4) Pernod Ricard éclaire son lobbying

Glisser une petite enveloppe à un douanier pour éviter que sa marchandise ne reste pas immobilisée trop longtemps… Un geste auquel cèdent encore beaucoup d’exportateurs mais que le groupe Pernod Ricard s’interdit, conformément aux recommandations de Transparency International (TI). L’ONG plaide pour une stratégie d’influence plus protocolaire par le biais des autorités consulaires. Adhérant à cet organisme depuis deux ans, le fabricant de spiritueux n’a pas hésité en début d’année à aller plus loin, en signant une déclaration rédigée par la section française de TI dans laquelle il s’engage à pratiquer une forme de lobbying « responsable ». Elles ne sont que sept entreprises à l’avoir fait (Pernod Ricard, BNP Paribas, Crédit agricole, La Poste, L’Oréal, La Française des jeux et Tilder). Preuve que le sujet est encore émergent en France.

Ce n’est en effet que depuis octobre 2013 que l’Assemblée nationale a mis en ligne un « registre de transparence » dans lequel les lobbyistes – appelés pu-di-quement « représentants d’intérêts » – sont invités à se dévoiler. Un dispositif inspiré du modèle bruxellois qui existe depuis plus de dix ans. A l’époque, Pernod Ricard avait été l’un des premiers groupes à s’y soumettre. Dans sa fiche, on apprend notamment que le groupe mobilise aujourd’hui six personnes pour ses actions de lobbying européen et dispose d’un budget de près de 1 million d’euros. Aux Etats-Unis, où les pratiques sont encore plus encadrées, les entreprises sont tenues de remettre des rapports trimestriels au Congrès.

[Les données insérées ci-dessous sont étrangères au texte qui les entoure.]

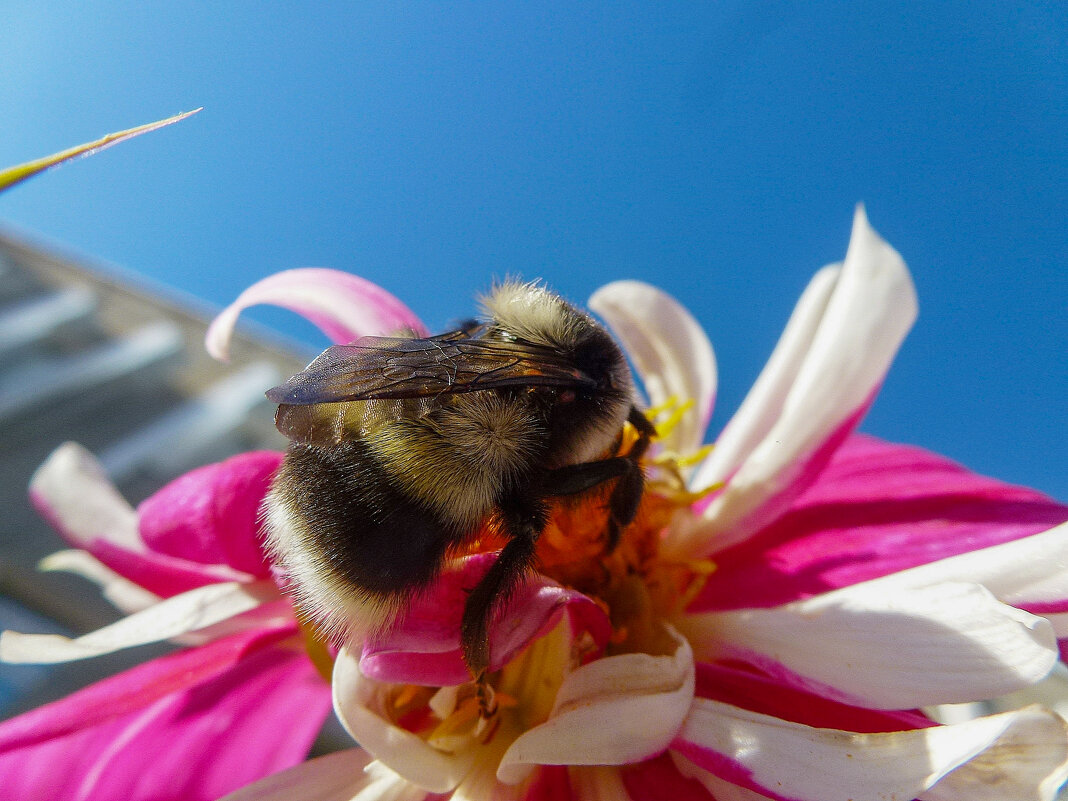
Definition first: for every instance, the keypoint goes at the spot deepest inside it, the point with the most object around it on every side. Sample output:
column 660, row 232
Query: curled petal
column 880, row 508
column 361, row 703
column 787, row 760
column 73, row 492
column 211, row 514
column 865, row 319
column 345, row 307
column 612, row 711
column 947, row 643
column 191, row 611
column 123, row 593
column 424, row 646
column 670, row 349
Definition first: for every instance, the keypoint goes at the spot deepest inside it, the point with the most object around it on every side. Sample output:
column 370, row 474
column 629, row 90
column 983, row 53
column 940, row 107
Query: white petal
column 612, row 711
column 1022, row 755
column 867, row 316
column 191, row 611
column 72, row 490
column 722, row 789
column 123, row 593
column 764, row 404
column 670, row 350
column 597, row 783
column 1029, row 762
column 344, row 775
column 358, row 702
column 948, row 643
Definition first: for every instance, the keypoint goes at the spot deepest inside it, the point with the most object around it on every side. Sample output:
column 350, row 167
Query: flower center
column 638, row 586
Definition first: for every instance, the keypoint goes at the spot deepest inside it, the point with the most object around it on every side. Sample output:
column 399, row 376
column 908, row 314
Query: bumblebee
column 402, row 450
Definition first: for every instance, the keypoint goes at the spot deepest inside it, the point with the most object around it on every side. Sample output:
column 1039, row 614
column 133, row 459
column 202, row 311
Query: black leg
column 523, row 519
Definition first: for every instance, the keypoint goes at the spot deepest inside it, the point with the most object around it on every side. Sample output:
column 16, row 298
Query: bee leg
column 626, row 496
column 627, row 493
column 523, row 518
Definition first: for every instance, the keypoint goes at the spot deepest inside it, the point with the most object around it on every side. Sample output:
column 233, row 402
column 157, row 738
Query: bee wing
column 391, row 368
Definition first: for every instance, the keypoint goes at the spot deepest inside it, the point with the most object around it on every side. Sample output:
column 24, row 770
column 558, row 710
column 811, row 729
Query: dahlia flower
column 772, row 625
column 187, row 566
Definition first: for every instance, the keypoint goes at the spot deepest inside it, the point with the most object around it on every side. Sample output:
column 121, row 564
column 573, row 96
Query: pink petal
column 211, row 515
column 740, row 686
column 188, row 737
column 159, row 574
column 424, row 647
column 343, row 305
column 876, row 509
column 197, row 610
column 658, row 779
column 132, row 690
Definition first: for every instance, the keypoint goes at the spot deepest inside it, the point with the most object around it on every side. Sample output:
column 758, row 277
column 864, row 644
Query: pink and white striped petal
column 951, row 642
column 670, row 349
column 362, row 706
column 72, row 491
column 191, row 611
column 125, row 595
column 866, row 316
column 344, row 307
column 1030, row 572
column 790, row 762
column 612, row 711
column 877, row 508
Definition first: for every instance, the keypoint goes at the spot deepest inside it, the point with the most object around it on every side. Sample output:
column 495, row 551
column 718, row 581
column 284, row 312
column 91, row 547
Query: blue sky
column 716, row 150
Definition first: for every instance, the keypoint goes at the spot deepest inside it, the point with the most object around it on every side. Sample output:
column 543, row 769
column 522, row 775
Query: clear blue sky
column 713, row 148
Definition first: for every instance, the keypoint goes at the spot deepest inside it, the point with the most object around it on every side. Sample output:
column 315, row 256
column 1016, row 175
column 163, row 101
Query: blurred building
column 119, row 366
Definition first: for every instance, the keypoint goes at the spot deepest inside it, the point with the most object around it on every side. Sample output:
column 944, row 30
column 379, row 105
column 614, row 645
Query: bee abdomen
column 349, row 537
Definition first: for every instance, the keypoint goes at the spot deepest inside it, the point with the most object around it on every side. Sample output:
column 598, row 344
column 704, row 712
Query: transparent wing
column 386, row 367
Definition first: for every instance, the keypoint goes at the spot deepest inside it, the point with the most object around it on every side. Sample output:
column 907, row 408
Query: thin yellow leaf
column 14, row 175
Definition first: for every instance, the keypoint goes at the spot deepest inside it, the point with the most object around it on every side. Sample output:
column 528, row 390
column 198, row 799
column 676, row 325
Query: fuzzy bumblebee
column 403, row 449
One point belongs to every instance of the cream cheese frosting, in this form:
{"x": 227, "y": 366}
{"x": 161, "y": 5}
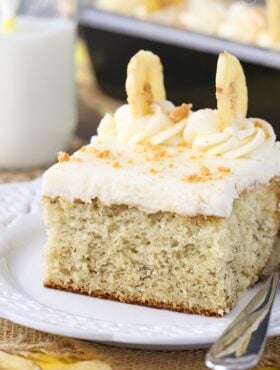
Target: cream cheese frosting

« Si la France est en retard dans ce domaine, c’est sans doute que pour beaucoup d’entreprises ce type d’actions reste l’apanage des associations professionnelles », analyse Jean Rodesch, en charge des affaires publiques et de la RSE du groupe. Sur les conseils de Transparency International, Pernod Ricard a décidé au contraire d’afficher sur son site ses positions en matière de libre consommation d’alcool, de compor-te-ments à risques, de fiscalité discriminatoire ou de communication. Ce qui peut donner des arguments à ses détracteurs, mais pour Jean Rodesch, cette démarche a le mérite de clarifier les choses tant vis-à-vis de l’extérieur qu’en interne. Le groupe qui s’interdit d’employer d’anciens hauts fonctionnaires a aussi mis en place une formation pour ses salariés sur le lobbying responsable. Inspiré par Patrick Ricard qui conseillait à ses commer-ciaux de « se faire un ami chaque jour », la culture maison invite chaque employé à devenir un peu lobbyiste. Mais le géant des boissons semble veiller à ce qu’elle se diffuse dans le respect d’un code de conduite irréprochable.
5) Solvay labellise ses produits

Quoi de plus impliquant pour un directeur de développement durable que d’agir directement sur son portefeuille de produits ? Solvay s’est doté d’un outil ad hoc baptisé Sustainable Portfolio Management (SPM) lui permettant d’évaluer l’impact de ses 10 000 références selon des critères de responsabilité sociale et environnementale. Déjà 65% du chiffre d’affaires ont été passés au crible du SPM. Mise au point par le groupe belge, la méthodologie a été encore améliorée après le rachat de Rhodia en 2011 et intégrée dans les revues annuelles de toutes les unités de production. Chaque composant fabriqué par le chimiste a vocation à être classé selon une grille de cinq niveaux. Les mauvais élèves sont estampillés « exposed » ou « obstructed ». Les bons, « aligned » ou « star ». Entre les deux, ils peuvent aussi recevoir la mention « neutral ». Ambitieux, le référentiel prend en compte le couple produit/application. Il mesure l’impact ducycle de vie, que la méthode permet de monétiser, et l’usage qui est fait du produit fini. Ainsi, bien que les matériaux commercialisés par Solvay et servant à fabriquer des filtres à cigarettes soient biosourcés et biodégradables, l’entreprise les a tout de même classés « obstructed », au vu de l’impact du tabac sur la santé humaine. Idem pour tous les composants utilisés dans l’industrie nucléaire.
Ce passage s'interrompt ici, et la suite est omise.